Il reçut le coup au côté droit. L'impact cassa son bras à de multiples endroits ainsi que plusieurs côtes. Il se retrouvera à son tour sur l'un des murs de la ruelle. En atterrissant sur le mur, sa tête heurta violemment la paroi et du sang vînt voiler sa vision. Il ne voyait plus rien et la douleur troublait ses autres sens. Il paniquait. Il sentit le colosse s'approcher tranquillement. Il sut que son ennemi était devant lui lorsqu'il sentit son haleine empestant l'alcool.

-Toi, tu ne vas pas mourir...pas tout de suite.

La voix de demi-orc semblait venir de si loin.

Le soldat essaya de se relever malgré la douleur, mais une énorme main le ramena aussitôt au sol. Il entendit le son d'une lame qu'on dégaine de son fourreau. Il redoubla d'effort pour se lever, mais rien à faire.

-Si tu survis, tu ne feras plus de bâtard.

Le guerrier plongea la lame de sa dague dans l'entrejambe du soldat qui se mit à hurler. Il tenta de repousser le bras du colosse, mais avec un seul bras et ses autres blessures, il ne pouvait rien faire.
Le demi-orc retira sa dague, l'essuya sur sa victime et rengaina.

-Achève-moi. TUE-MOI ! hurla le soldat.

Le barbare se contenta de cracher sur celui qui le suppliait.

Akïna, qui s'était recouverte de sa cape, était impressionnée par tant de force, mais ne voulait pas que cette bête s'approche d'elle. Pendant que le barbare se dirigeait vers la ruelle, elle avait récupéré son sabre.

-Ne t'approche pas !

Le guerrier, qui s’était retourné vers elle, se mit à rire.

-Tu crois que tu peux m'arrêter dans ton état ? Baisse ton arme, j'te veux pas de mal.

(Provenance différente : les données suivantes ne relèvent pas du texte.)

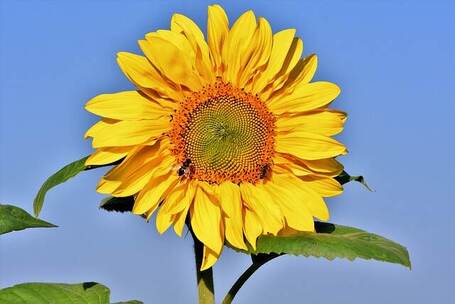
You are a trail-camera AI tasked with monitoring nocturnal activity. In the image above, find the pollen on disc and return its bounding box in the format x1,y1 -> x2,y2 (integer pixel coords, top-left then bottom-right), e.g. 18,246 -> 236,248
170,81 -> 275,183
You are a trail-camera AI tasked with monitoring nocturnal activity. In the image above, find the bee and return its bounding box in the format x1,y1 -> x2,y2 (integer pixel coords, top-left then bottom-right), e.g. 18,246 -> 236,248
259,164 -> 270,179
177,158 -> 191,177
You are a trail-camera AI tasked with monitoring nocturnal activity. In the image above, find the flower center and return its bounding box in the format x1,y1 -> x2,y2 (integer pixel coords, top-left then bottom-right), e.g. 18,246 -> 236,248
170,81 -> 275,184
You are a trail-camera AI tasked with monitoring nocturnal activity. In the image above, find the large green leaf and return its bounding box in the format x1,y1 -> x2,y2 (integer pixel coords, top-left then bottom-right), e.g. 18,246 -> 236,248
0,204 -> 57,234
0,282 -> 142,304
33,156 -> 122,217
237,222 -> 411,268
33,156 -> 88,217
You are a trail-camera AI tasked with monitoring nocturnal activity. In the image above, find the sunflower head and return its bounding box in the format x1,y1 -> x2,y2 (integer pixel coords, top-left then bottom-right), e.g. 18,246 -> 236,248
86,5 -> 346,269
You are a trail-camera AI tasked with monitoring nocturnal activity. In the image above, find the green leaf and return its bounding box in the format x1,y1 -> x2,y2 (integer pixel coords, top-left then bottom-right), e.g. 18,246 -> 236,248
100,196 -> 134,212
33,156 -> 88,217
335,171 -> 374,192
0,282 -> 142,304
33,156 -> 123,217
233,222 -> 411,268
0,204 -> 57,234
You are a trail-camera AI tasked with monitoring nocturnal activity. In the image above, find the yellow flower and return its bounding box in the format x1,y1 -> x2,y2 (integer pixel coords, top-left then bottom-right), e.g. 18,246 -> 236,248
86,5 -> 346,269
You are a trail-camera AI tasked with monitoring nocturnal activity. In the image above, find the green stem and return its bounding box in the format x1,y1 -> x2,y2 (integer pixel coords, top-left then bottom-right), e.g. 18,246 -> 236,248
190,230 -> 215,304
222,254 -> 279,304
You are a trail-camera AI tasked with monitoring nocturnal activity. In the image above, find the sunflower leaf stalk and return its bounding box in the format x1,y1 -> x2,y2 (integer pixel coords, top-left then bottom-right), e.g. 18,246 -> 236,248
190,229 -> 215,304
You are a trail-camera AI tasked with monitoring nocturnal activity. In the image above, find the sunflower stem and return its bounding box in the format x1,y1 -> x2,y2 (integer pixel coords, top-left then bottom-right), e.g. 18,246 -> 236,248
222,254 -> 279,304
190,230 -> 215,304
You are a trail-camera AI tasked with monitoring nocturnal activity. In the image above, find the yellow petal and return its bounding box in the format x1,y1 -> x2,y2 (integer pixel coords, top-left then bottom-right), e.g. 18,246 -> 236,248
243,208 -> 263,250
156,185 -> 184,234
85,91 -> 169,120
139,35 -> 201,91
117,52 -> 182,100
190,187 -> 224,253
261,38 -> 303,100
268,81 -> 340,114
240,183 -> 283,235
218,182 -> 247,250
268,54 -> 318,103
239,18 -> 273,89
171,14 -> 215,83
133,173 -> 178,215
173,182 -> 196,237
288,54 -> 318,85
273,153 -> 343,177
207,5 -> 229,75
85,147 -> 133,166
276,109 -> 346,136
273,158 -> 314,176
253,29 -> 295,94
84,118 -> 119,139
275,132 -> 347,160
300,176 -> 343,197
112,157 -> 174,197
86,117 -> 170,148
201,246 -> 221,271
267,175 -> 314,231
222,10 -> 256,86
281,175 -> 329,221
96,178 -> 121,194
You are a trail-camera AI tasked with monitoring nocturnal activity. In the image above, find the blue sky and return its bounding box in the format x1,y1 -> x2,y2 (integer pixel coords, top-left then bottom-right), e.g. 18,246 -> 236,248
0,0 -> 455,304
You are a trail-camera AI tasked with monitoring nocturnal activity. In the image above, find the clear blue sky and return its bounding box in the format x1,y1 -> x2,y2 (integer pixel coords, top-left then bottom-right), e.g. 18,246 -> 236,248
0,0 -> 455,304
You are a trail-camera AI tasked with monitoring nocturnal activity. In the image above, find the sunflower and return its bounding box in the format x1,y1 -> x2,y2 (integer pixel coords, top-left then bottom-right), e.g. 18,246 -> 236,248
85,5 -> 346,270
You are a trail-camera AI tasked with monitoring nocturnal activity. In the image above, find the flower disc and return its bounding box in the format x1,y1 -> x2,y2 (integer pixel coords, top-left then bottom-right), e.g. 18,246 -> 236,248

Si c'était le cas, tu serais déjà morte.

Malgré l'apparente gentillesse du guerrier, elle garda son sabre pointé vers lui.

-Bon allez, j'ai pas toute la nuit !

Il s'approcha de la tiefling qui n'eut pas le temps de réagir. Il la désarma puis prit la jeune femme pour la mettre sur son épaule. Il ramassa le sabre, le mit à sa ceinture et reprit son marteau.

-Maintenant, tais-toi. Je ne veux pas qu'on tombe sur la garde et toi non plus j'crois bien. Je vais t'amener voir un ami qui va pouvoir s'occuper de ta blessure.
Akïna ne pouvait plus rien faire. Elle décida d'économiser le peu de force qui lui restait pour la suite de la nuit.